12 juin 2016 - Cœur qui palpite

Hier soir, mon ami Raphaël est de passage à Bruxelles. Lui et moi nous incrustons à une soirée grâce à Clara. Partout, de ces belles femmes distantes comme on en voit souvent dans les fêtes d'artistes : on les admire mais on ne saurait quoi leur dire, ni comment les délivrer de leur morgue. On ne devine pas comment les faire sourire, ni les faire rire, et d'ailleurs si c'est même possible. Cela doit être épuisant, pour elles, de faire flotter ces bulles sérieuses autour de leur personne.
Aussi quand je vois cette jeune femme pétiller vers moi, me faire une blague de collégien, mon intérêt bondit un peu violemment : autant parce qu’elle est particulièrement belle, que parce que son âme toute blanche éclipsait celles, grises, des autres invités.
B., s'appelle-t-elle : facile de lui parler, de la faire rire sur des sujets atroces, d'unissonner avec elle. Facile de faire rouler ensemble les deux épaules de la séduction : celle qu’on subit et celle qu’on exerce. Je prends ses coordonnées plus vite qu'à l'accoutumée, nous parlons beaucoup mais devons nous séparer : mon ami et moi devons nous rendre à une autre soirée où je rejoins Marie. Elle, doit rester.

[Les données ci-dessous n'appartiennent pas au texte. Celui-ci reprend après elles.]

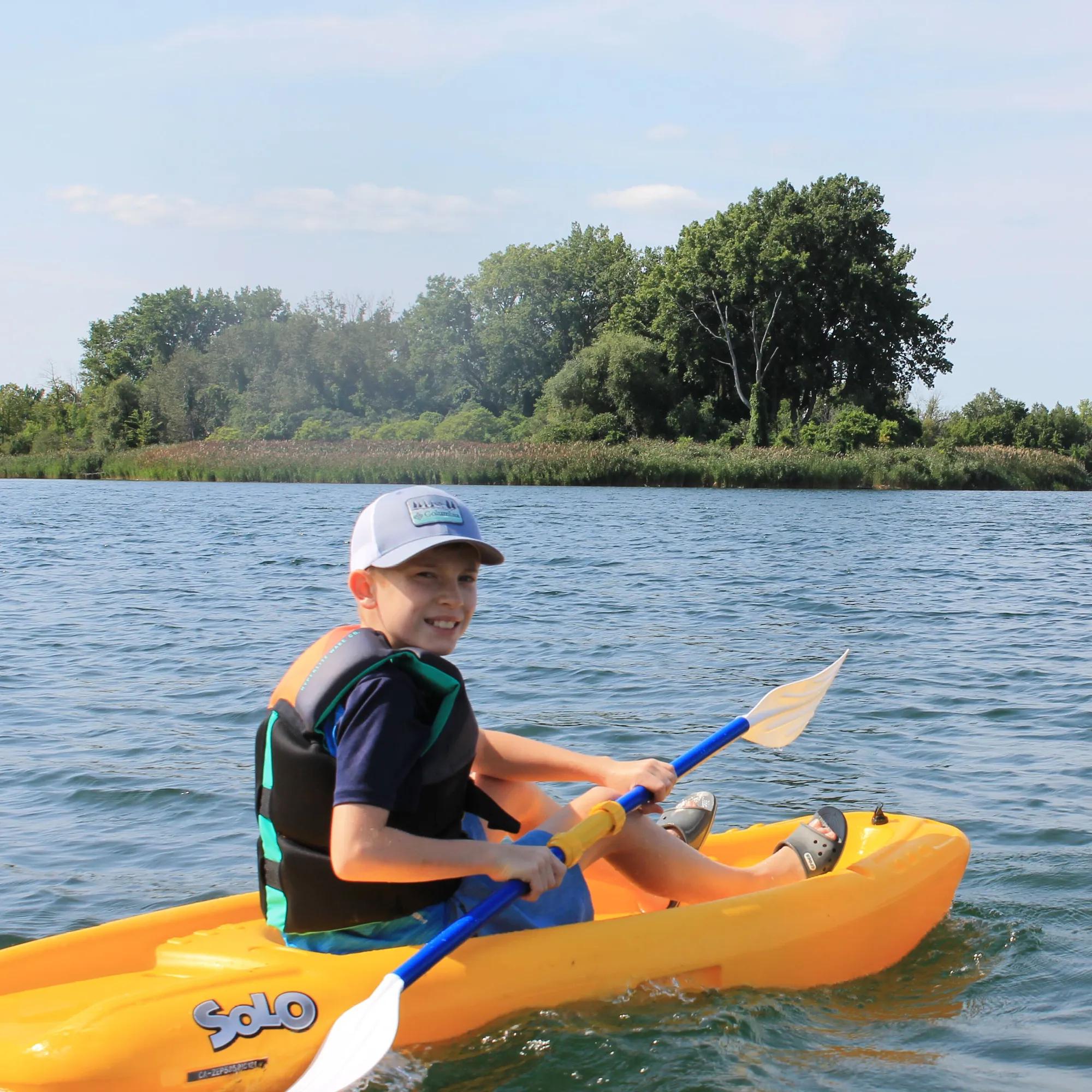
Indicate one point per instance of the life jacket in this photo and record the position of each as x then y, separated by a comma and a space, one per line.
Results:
295, 771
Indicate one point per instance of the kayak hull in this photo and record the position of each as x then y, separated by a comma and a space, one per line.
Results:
207, 998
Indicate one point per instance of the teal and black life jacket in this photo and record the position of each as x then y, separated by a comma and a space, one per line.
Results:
295, 774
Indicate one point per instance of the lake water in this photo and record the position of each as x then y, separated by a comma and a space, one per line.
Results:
143, 627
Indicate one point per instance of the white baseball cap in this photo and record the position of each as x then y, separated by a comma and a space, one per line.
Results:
398, 526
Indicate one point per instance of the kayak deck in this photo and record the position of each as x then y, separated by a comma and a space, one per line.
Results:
199, 994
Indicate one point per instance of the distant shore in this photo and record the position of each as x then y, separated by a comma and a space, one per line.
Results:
636, 464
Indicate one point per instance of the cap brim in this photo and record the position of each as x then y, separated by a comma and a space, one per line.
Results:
489, 554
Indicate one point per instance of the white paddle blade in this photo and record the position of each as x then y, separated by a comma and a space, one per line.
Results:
786, 711
357, 1043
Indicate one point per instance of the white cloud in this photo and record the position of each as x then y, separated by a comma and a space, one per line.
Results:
666, 132
362, 208
655, 198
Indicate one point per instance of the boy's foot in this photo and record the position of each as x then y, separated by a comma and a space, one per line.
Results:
691, 822
814, 849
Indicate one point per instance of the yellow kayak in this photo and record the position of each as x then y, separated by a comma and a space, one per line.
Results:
207, 998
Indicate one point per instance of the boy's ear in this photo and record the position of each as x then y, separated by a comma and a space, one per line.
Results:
363, 587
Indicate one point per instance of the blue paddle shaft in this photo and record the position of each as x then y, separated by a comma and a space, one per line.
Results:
507, 894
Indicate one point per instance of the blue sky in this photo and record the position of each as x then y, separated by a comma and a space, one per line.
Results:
361, 148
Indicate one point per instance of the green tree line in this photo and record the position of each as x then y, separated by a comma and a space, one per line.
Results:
790, 318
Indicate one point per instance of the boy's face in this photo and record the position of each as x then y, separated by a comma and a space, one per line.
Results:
425, 603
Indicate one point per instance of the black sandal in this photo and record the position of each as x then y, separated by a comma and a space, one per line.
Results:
817, 853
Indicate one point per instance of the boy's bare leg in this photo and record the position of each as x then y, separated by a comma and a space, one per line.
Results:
521, 800
649, 857
657, 862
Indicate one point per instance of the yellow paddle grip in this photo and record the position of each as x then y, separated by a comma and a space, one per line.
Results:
604, 820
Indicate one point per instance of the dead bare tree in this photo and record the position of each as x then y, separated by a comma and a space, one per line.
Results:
725, 335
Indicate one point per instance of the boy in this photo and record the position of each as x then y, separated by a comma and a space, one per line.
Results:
377, 785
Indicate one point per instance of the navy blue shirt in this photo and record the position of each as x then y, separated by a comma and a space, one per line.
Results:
378, 741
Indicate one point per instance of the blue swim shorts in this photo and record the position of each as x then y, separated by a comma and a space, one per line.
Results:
568, 904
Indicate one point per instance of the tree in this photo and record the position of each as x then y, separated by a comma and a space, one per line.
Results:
794, 294
536, 306
17, 403
620, 374
446, 359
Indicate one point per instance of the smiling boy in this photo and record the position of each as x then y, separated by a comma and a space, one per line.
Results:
377, 787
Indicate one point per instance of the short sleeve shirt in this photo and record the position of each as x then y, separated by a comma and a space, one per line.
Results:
378, 742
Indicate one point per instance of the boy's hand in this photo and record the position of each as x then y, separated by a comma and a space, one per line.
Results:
659, 778
533, 864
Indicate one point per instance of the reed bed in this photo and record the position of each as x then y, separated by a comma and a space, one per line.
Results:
637, 464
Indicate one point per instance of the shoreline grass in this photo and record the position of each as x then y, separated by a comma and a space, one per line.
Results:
637, 464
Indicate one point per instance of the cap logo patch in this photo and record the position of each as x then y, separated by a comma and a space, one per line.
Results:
426, 511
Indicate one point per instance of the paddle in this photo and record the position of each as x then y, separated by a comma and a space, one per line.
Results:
363, 1035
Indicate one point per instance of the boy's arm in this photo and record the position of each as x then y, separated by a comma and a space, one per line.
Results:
516, 758
364, 849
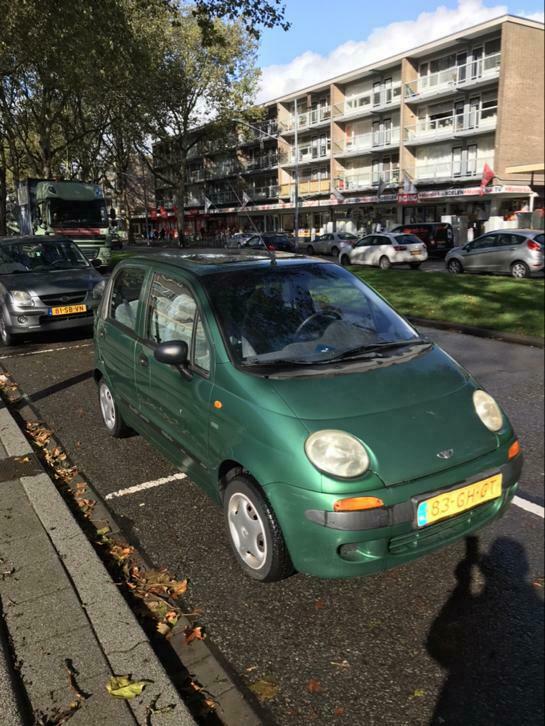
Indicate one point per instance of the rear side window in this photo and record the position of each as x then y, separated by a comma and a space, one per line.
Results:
126, 290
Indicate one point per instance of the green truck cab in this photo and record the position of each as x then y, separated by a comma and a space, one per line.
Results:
338, 441
71, 209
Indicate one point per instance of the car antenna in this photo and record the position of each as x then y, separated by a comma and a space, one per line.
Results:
271, 253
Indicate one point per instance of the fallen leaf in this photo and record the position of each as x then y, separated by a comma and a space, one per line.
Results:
192, 634
123, 687
265, 690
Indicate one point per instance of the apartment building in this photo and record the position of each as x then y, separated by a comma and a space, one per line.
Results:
403, 140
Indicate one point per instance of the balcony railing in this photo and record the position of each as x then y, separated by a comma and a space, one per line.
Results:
457, 76
306, 120
444, 170
307, 187
357, 180
458, 123
370, 141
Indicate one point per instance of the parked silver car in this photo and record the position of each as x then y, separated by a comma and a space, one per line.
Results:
518, 252
331, 243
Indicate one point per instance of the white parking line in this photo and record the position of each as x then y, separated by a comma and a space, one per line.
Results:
529, 506
46, 350
146, 485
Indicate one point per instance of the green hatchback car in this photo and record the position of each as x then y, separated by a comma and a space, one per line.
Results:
338, 441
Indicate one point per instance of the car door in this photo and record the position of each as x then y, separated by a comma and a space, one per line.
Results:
176, 407
479, 253
117, 332
361, 253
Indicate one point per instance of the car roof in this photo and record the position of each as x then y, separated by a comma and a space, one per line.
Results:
207, 262
36, 238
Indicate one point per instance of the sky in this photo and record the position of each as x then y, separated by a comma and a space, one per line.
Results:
327, 38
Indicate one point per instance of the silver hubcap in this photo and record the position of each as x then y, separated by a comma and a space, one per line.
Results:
107, 406
247, 531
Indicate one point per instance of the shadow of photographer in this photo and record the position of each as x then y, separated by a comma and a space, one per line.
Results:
490, 643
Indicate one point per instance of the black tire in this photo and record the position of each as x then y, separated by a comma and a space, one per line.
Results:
455, 267
520, 270
243, 491
6, 338
114, 424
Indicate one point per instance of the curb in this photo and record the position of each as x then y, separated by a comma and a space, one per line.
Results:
121, 638
201, 658
519, 339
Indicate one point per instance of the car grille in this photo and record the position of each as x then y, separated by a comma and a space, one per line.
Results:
64, 298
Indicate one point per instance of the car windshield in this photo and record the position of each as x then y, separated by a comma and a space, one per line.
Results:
21, 257
304, 314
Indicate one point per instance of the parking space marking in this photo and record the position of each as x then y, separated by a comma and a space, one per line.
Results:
529, 506
146, 485
46, 350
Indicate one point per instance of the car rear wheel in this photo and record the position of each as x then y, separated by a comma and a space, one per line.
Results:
6, 337
455, 267
520, 270
110, 412
254, 532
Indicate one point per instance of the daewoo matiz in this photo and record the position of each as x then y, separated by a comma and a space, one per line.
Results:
338, 441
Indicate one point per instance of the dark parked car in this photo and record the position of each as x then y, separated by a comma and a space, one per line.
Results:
437, 236
516, 252
45, 284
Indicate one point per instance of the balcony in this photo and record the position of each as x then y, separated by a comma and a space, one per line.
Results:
443, 171
353, 181
307, 187
368, 103
458, 125
455, 78
361, 144
314, 118
269, 161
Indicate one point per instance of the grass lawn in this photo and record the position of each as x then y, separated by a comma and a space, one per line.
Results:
497, 303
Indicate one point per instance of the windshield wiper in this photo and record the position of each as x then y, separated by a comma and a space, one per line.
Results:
374, 350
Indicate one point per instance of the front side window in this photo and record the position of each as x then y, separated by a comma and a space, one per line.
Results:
126, 290
312, 313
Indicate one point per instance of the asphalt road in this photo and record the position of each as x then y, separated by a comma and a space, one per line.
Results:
439, 641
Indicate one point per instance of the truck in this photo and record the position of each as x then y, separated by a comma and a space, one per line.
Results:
73, 209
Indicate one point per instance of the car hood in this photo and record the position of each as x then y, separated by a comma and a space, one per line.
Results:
406, 414
50, 283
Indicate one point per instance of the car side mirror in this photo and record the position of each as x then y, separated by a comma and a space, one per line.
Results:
174, 353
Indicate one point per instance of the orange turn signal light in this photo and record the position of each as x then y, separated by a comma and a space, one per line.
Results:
357, 504
514, 450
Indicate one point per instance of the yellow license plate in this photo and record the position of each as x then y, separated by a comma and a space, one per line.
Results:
68, 310
451, 503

Aujourd’hui, j'ai traversé la journée avec anxiété. Mon cœur : battant. Stress. Va-t-elle m’écrire, me répondre, et puis vouloir me revoir ? Je sais très bien, et là se niche la folie, que je devrais m’en balancer : cette B. est certes très séduisante, mais enfin j’ai d’autres femmes dans la tête, et même deux que je fréquente dans deux villes différentes. Pourtant elles se retrouvent toutes soudain éclipsées, affadies, sous la lumière aveuglante de la blanche rencontre. Aveugle pour les autres femmes, mais aussi pour B. elle-même. Car peut-on jamais voir  la source qui nous éblouit ? Oui son visage est là, m'attend sur Facebook : j'ai peine à le reconnaître mais son caractère, sa personne, ont complètement disparu de mon esprit — si tant est qu’ils y soient jamais rentrés. Je ne pense qu’à nos retrouvailles, à cette étrange coïncidence qu’elle habite à côté, et qui pourtant ne facilitera jamais nos entrevues, à nos prochains échanges. Le reste paraît flou, étouffé dans la pénombre : mon esprit n'est tissé que de cette obsession dominicale, ce genre d'obsession qui prend toute la place d'un jour où justement, dégagé d'obligations et donc pouvant tout faire, cette liberté soudaine nous stupéfie et nous jette dans l'inutilité, dans l'inactivité d’une obsession minuscule et spiralée – minuscule parce qu'aucune interaction avec la femme attendue ne la développe et la grandit, spiralée parce qu’aucune de ses réponses ne viendra déjouer le petit manège banal des pensées, le circuit infernal et court qu’elles empruntent : m’a-t-elle répondu ? Non. Pourquoi ? Je ne sais. La reverrai-je ? Je ne sais. Que faire ? Attendre. Aurais-je dû écrire si vite ? Sûrement pas. Trop tard ? Oui. Que faire alors ? Penser à autre chose. (…une minute passe...) M’a-t-elle répondu ? Non.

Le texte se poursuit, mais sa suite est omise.